Jo Beth Gonzalez with students in Calcutta.

By DAVID DUPONT

BG Independent News

Drama teacher Jo Beth Gonzalez got a change of scene this summer, and found happiness, or more precisely happiness curriculum

Gonzalez, who teaches at Bowling Green High School, traveled to India through the State Department’s Teachers for Global Classrooms fellowship. She spent three weeks in the country where she observed, taught, and learned, and established connections she hopes to foster back in Bowling Green.

She’d liked “to maintain connection with students and teachers at the high school and engage a couple of my colleagues in that as well. That’s one of my goals.”

“With my kids I think what I’ll share with them is that, in my opinion, from my experience, is that drama is a way to connect kids with each other and with other people, that drama continues to be a way to share insights and feelings and help people think no matter where we are.”

She hopes her Bowling Green students and those she met in India can become digital pen pals, using email, Skype, and other social media.

Gonzalez said the trip was just a taste. Citing the tale of the blind men and the elephant she said “I’d need to go back to India 17 more times before I had a fuller picture.

“I’m so grateful for these three weeks,” she said.

Gonzalez was traveling with a group of a dozen middle school and high school teachers, part of the larger 70 in the international program. She was the only arts teacher among those going to India, and one of a very few involved in the program.
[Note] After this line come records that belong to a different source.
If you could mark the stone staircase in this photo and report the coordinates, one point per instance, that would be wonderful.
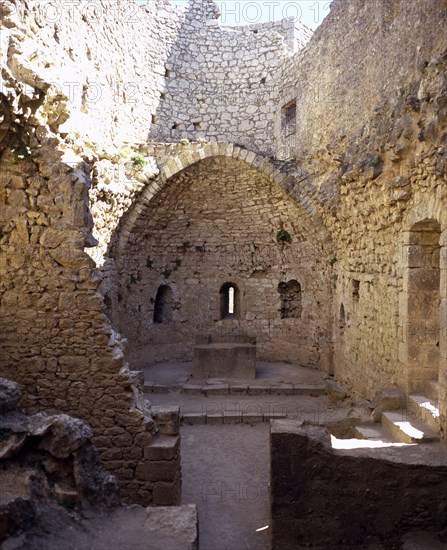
(416, 420)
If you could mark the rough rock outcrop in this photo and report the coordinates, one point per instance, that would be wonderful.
(44, 459)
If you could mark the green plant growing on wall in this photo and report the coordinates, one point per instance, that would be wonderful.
(134, 278)
(376, 161)
(283, 236)
(22, 151)
(5, 433)
(334, 280)
(138, 160)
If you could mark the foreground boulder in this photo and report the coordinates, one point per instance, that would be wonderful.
(46, 460)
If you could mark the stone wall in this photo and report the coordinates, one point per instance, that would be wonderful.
(348, 499)
(222, 221)
(103, 60)
(362, 53)
(56, 339)
(221, 82)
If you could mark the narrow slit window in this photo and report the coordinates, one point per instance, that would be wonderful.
(231, 300)
(288, 124)
(228, 301)
(164, 305)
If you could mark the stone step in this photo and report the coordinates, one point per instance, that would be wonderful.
(404, 427)
(374, 432)
(426, 409)
(239, 388)
(191, 418)
(432, 390)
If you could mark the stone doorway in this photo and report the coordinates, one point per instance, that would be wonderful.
(421, 307)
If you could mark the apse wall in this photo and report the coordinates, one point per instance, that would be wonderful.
(221, 222)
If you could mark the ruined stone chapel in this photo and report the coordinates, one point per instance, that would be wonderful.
(171, 186)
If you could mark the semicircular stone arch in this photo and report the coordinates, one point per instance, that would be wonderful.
(300, 191)
(217, 215)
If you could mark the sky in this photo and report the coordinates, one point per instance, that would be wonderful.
(248, 12)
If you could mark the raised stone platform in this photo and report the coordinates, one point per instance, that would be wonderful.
(228, 356)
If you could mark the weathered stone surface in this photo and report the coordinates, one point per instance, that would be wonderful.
(334, 391)
(389, 399)
(9, 395)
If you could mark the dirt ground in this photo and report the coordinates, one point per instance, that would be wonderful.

Most were science and social studies teachers.

The trip started Delhi to “acclimate ourselves to the culture.” While there they visited government schools, a two-year training program for teachers, a juvenile detention center, and a child welfare organization.

They also met with Delhi’s minister of education, Mahish Sisodia, who is promoting a happiness curriculum.

“It’s based on Gandhi’s concept that we should become centered within ourselves before we become educated,” Gonzalez said. “That concept seems to permeate Indian education.”

The school day, she said, begins with an assembly devoted to various meditation practices, different mindfulness activities, and yoga.”

All students practiced some yoga.

The idea is to connect with themselves and with each other, Gonzalez said.

“Drama by its very nature does some of that,” she said. “Students already, through drama, develop empathy. … I’d like to infuse more mindfulness practice into my teaching.”

From Delhi, she and another teacher were scheduled to go to Mumbai. But the monsoons were particularly fierce, and the U.S. Embassy advised it was not safe for them to travel there. So Gonzalez joined other teachers heading to Kolkote (formerly Calcutta). There she worked at Mount Carmel, a Catholic high school for young women.

Serendipitously she found out that one teacher was addressing the topic of human trafficking, which drama students at BGHS have been exploring for several years. Another teacher was engaging students in learning about water conservation, another issue Gonzalez’ students have tackled.

She was also able to teach the techniques of devised theater, were actors create their own script.

Gonzalez was impressed by the Indian students. She found they listened intently and absorbed what they heard. “Those students are brilliant. … Given the technological resources, India’s young people can change the world.”

As a Third World country, India faces many challenges. “The infrastructure is very, very weak, water, buildings, the economy. Yet despite that education is a priority.” Teachers who went to rural areas were more acutely aware of this than those, like herself, who stayed in urban centers.

In rural communities power outages are regular occurrence. Still, Gonzalez sensed a patience, a sense of concern for one another, even on the roads. “The way people drive with us it would result immediately in road rage.”

She became aware of how much energy Americans expend on air conditioning. Despite the high humidity and scorching temperatures, schools are not air conditioned. The female teachers wore saris, long pants, and scarves, occasionally dabbing a little sweat from their brows. They are accustomed to the heat.

Gonzalez, on the other hand, was soaking in sweat after teaching half a day.

Gonzalez said she was happy to be home. As soon as she arrived she drank a glass of water from the tap, ate some fresh, raw vegetables, and took an early morning run so she could hear the birds sing.

She’d gladly go back to India. Gonzalez said until the last couple years she hasn’t traveled abroad much. Two years ago she went to Seoul, South Korea, with her husband, Al Gonzalez, a Bowling Green State University professor. She did take the opportunity to teach a few classes in Korea. She’s taken students to London and Stratford, and plans to take students to Italy this school year.

When it comes to travel, she said, “whatever assumptions we have about places and people expect them to be broken when you have a truthful experience.”